Getting Started

Getting Started

Connect your AI assistant to MarcoPolo, install a demo connection, and run your first query.

1. Connect your AI Client

The simplest way to connect is through MCP (Model Context Protocol), the standard for connecting AI assistants to external tools. For Claude and Codex, the plugins (Claude Plugin, Codex Plugin) provide a better experience with built-in skills for data workflows. Both options connect to the same MarcoPolo workspace.

AI ToolConnection Path
ClaudeMCP: Admin Settings → Custom Connectors → Add URL: https://mcp.marcopolo.dev
Plugin: Install the Claude Plugin
Claude CodeMCP: Run claude mcp add marcopolo --transport http https://mcp.marcopolo.dev
Plugin: Install the Claude Plugin
CodexMCP: Add https://mcp.marcopolo.dev to MCP settings
Plugin: Install the Codex Plugin
ChatGPTApps Marketplace → Search "MarcoPolo"
Cursor / VS CodeAdd https://mcp.marcopolo.dev to your mcp.json or MCP settings.

Specialized Integrations

If you aren't using a standard MCP client, follow these specific guides:

  • Claude Desktop Extension: Connect MarcoPolo to a free version of Claude Desktop via the desktop extension
  • Claude Plugin: Plugin for Claude Code and Claude Desktop with bundled skills, MCP configuration, and data analyst subagent
  • Codex Plugin: Plugin for OpenAI Codex with bundled skills and MCP configuration
  • Developer SDKs: Use MCP or the Sandbox SDK to integrate MarcoPolo into custom LangChain agents or autonomous Python scripts.
  • Replit:

2. Connect and Establish Identity

Once the server URL is added, you must explicitly Connect to the MarcoPolo MCP server within your AI app. This action triggers the authentication process. You can establish your identity using Google, Microsoft, GitHub, or by providing your Email address.

  • Automatic Workspace Provisioning: The moment you first authenticate, MarcoPolo automatically provisions your workspace at /workspace. All subsequent queries, files, and cached data persist within this secure boundary.
  • Domain-Based Enablement: Your email domain maps you to your company's environment, which lets you share connections, business context, and analysis artifacts with other users or groups within your organization.

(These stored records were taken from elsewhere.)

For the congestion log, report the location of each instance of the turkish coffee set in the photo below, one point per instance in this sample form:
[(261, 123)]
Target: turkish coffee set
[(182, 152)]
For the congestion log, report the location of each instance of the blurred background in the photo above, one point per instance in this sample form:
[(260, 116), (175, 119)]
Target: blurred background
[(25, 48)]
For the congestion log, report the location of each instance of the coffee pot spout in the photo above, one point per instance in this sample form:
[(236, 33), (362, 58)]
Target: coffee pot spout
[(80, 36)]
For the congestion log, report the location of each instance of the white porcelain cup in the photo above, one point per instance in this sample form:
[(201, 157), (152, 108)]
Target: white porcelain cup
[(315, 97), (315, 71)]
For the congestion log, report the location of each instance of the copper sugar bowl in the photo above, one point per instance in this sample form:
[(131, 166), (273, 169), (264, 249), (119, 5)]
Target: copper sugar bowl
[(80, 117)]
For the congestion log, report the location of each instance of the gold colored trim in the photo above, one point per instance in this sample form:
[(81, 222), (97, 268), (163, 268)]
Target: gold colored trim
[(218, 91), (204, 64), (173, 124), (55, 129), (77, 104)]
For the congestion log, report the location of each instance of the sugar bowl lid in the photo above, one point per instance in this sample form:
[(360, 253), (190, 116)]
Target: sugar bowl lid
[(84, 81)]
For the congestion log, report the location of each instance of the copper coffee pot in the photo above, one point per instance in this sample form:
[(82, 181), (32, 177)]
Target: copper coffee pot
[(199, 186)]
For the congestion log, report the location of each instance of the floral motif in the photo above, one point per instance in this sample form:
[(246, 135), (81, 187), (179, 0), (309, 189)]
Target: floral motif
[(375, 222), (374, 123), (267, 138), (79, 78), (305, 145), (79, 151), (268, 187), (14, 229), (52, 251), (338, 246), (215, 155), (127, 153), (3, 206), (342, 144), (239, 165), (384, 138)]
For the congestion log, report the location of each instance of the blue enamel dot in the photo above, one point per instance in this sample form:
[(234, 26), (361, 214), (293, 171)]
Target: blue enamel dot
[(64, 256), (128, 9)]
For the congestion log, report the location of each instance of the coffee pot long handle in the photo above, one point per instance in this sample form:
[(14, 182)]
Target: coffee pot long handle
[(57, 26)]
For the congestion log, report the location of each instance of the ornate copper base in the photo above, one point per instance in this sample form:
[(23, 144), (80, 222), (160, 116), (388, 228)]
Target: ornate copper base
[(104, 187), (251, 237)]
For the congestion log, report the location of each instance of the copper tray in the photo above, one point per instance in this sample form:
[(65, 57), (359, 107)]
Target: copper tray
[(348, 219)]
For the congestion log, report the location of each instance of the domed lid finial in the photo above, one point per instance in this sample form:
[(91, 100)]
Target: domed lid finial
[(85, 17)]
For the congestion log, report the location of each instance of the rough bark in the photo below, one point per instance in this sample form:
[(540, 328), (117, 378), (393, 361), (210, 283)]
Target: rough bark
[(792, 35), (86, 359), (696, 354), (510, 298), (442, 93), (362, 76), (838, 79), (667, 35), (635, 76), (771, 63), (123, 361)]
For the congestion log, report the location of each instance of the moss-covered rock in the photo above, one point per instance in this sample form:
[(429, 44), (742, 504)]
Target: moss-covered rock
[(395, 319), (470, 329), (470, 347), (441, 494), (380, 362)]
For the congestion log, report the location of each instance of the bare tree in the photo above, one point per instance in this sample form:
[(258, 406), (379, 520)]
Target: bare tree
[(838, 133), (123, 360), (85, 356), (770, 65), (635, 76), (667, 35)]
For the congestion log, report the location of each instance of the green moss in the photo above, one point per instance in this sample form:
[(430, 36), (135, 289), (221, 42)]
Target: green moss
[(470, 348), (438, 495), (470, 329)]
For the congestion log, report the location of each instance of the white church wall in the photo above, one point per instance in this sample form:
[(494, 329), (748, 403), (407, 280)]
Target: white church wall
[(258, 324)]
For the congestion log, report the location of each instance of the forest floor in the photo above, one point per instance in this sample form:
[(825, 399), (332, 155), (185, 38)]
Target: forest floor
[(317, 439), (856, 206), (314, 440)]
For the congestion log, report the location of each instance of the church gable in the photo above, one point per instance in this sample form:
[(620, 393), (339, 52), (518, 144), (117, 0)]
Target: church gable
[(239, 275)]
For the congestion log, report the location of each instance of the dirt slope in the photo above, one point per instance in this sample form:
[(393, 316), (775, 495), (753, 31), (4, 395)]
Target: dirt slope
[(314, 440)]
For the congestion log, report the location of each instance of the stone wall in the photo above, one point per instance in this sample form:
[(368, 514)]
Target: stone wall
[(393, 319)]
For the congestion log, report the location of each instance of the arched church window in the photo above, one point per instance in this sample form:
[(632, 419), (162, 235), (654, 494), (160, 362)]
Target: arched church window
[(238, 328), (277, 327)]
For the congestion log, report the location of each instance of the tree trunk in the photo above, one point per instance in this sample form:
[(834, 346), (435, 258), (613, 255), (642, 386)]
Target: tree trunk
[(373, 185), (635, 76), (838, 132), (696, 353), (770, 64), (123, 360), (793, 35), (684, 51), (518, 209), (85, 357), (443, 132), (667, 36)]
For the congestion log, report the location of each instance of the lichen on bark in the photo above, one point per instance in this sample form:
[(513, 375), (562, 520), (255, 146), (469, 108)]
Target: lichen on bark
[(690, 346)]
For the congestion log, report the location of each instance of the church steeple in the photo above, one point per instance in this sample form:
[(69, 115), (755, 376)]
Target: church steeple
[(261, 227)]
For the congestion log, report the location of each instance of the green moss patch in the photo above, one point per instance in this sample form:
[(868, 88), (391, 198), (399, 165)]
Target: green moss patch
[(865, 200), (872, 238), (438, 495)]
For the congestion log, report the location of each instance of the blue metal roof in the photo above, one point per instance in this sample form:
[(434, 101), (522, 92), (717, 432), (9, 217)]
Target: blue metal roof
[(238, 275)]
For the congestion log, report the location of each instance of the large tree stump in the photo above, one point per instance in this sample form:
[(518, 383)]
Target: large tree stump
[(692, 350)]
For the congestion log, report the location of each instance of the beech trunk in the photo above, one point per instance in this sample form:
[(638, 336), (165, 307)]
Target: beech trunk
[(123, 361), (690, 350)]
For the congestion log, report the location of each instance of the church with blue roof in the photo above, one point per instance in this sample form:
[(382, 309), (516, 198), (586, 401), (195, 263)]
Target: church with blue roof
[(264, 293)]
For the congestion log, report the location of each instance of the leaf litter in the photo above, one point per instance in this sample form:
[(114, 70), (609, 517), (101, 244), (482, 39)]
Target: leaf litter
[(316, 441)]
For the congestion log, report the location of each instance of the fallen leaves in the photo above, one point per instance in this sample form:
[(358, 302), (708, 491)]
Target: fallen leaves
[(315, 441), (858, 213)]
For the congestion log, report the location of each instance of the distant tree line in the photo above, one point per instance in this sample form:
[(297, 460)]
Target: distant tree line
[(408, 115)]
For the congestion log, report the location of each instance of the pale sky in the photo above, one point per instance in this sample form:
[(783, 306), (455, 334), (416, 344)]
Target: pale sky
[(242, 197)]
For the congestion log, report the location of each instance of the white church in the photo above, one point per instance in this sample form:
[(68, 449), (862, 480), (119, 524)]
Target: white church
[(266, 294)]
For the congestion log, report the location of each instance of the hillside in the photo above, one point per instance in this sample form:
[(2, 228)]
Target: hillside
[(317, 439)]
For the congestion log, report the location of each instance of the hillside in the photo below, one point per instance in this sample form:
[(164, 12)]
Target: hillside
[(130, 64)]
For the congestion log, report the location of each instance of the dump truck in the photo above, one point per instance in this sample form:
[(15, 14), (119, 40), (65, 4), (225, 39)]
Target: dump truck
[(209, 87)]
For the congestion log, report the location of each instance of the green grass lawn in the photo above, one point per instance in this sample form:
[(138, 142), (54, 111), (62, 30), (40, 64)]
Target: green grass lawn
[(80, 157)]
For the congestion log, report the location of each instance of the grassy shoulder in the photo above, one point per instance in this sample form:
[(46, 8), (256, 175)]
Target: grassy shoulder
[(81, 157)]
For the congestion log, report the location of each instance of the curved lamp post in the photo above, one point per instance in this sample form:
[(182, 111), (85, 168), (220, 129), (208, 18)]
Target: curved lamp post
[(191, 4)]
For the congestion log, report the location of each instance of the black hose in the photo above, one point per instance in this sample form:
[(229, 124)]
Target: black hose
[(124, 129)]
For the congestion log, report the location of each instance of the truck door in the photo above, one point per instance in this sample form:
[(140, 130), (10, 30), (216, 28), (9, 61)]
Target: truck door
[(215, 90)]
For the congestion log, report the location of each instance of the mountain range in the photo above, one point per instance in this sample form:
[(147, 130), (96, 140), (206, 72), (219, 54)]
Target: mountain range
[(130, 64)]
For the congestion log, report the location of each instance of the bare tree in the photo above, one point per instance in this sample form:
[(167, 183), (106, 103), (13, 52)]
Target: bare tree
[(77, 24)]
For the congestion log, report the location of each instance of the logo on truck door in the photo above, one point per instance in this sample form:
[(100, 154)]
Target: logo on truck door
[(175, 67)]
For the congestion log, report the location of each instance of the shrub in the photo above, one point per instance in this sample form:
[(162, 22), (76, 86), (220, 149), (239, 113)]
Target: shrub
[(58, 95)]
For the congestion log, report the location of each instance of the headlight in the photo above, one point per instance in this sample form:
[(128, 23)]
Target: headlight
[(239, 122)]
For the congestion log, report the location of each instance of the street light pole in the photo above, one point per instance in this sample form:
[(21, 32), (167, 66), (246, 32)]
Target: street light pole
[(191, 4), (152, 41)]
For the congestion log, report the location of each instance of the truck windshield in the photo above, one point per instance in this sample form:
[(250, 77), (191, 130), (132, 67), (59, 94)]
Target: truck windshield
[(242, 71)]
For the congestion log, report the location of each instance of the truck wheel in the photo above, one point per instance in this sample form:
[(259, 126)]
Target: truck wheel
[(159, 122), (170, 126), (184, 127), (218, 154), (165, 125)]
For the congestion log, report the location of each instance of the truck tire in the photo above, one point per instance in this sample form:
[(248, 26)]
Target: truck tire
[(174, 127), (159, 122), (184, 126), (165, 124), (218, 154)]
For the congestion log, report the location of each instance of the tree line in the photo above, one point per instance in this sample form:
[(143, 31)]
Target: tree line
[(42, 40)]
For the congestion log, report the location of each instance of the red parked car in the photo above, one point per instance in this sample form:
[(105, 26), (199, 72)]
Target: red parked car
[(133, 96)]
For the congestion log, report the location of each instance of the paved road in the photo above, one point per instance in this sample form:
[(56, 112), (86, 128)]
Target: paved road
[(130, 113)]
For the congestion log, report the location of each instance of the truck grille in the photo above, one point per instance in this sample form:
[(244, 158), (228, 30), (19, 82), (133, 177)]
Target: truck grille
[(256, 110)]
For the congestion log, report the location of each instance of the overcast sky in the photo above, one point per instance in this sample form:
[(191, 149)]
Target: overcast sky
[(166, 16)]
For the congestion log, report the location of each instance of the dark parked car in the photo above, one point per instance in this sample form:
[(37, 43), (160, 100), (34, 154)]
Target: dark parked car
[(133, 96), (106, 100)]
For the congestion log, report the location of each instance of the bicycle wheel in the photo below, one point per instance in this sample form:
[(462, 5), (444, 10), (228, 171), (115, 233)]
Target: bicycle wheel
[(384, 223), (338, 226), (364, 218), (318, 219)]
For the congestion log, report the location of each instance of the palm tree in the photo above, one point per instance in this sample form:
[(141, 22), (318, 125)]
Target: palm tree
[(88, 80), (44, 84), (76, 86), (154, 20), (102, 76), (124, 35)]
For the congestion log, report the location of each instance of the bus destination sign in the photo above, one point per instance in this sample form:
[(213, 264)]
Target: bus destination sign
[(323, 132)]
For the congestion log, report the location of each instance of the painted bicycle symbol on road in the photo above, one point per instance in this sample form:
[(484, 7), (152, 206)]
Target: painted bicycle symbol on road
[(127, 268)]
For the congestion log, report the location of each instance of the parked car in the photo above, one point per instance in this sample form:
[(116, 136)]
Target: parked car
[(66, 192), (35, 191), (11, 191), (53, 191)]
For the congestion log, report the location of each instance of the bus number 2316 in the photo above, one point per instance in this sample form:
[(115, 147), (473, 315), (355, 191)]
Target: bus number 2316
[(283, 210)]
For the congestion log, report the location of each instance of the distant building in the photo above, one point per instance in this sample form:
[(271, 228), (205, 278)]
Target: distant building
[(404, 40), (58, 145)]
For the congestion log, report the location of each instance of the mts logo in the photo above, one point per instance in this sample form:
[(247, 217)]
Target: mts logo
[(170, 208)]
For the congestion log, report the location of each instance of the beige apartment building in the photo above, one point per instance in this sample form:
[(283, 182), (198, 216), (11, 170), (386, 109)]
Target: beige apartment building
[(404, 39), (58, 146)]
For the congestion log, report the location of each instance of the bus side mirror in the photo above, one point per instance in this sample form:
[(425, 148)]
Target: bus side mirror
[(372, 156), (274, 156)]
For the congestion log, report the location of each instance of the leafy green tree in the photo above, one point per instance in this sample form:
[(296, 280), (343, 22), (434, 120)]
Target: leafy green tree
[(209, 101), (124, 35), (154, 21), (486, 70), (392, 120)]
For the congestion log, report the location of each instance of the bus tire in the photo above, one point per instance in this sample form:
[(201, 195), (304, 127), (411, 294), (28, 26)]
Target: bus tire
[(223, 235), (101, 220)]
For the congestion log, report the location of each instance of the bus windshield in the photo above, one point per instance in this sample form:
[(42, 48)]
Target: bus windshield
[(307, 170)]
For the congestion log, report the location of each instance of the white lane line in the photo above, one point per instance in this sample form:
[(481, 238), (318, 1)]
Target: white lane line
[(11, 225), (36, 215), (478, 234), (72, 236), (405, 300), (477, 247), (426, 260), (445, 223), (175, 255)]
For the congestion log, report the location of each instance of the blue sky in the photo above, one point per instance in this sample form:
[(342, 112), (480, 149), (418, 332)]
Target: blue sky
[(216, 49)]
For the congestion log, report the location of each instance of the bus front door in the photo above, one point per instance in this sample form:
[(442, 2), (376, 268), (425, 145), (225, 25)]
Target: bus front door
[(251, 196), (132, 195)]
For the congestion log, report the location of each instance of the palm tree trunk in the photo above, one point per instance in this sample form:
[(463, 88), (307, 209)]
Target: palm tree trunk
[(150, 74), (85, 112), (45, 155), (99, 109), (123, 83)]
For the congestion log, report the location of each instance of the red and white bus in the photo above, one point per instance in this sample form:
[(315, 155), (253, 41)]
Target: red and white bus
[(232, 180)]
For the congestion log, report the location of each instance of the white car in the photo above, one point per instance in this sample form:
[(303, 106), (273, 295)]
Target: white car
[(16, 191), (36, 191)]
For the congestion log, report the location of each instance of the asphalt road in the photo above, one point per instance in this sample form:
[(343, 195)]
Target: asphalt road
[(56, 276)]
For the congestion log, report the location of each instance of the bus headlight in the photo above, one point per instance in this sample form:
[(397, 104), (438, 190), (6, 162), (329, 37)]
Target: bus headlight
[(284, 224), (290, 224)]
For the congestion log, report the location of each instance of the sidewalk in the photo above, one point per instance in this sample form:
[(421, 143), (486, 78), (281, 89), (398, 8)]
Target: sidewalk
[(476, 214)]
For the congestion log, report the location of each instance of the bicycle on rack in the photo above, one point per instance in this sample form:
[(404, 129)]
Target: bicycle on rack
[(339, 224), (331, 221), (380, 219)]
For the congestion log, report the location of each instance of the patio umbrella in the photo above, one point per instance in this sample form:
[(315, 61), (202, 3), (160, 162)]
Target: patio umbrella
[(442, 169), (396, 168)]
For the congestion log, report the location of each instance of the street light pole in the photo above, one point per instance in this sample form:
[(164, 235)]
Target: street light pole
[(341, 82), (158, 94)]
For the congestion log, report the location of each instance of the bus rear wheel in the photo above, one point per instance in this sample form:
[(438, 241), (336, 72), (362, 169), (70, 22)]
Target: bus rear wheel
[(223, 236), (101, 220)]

3. Install a Demo Connection

You don't need real credentials to evaluate MarcoPolo. Install a hosted demo connection and the workspace is immediately useful.

Install the Snowflake demo so I can try MarcoPolo.

AI calls install_demo_connection(demo_connection="snowflake-demo")
   → success: true
   → connection installed at connections/snowflake-demo/

AI: Done. The Snowflake demo is installed. It has an ANALYTICS database
    with CUSTOMERS, ORDERS, and PRODUCT_METRICS tables. Want me to
    show you what's in it?

The seven demos cover the common shapes: a warehouse (snowflake-demo), a CRM (salesforce-demo), a lakehouse (aws-s3-demo), a public-dataset warehouse (bigquery-winequality-demo), a document database (mongodb-atlas-sample-dbs-demo), large-Parquet-on-S3 for performance work, and an SFTP server. See Demo Connections for what each one contains.

4. Run your First Query

Your AI inspects the connection's metadata, writes a query file into the workspace, executes it, and caches the full result in DuckDB before answering.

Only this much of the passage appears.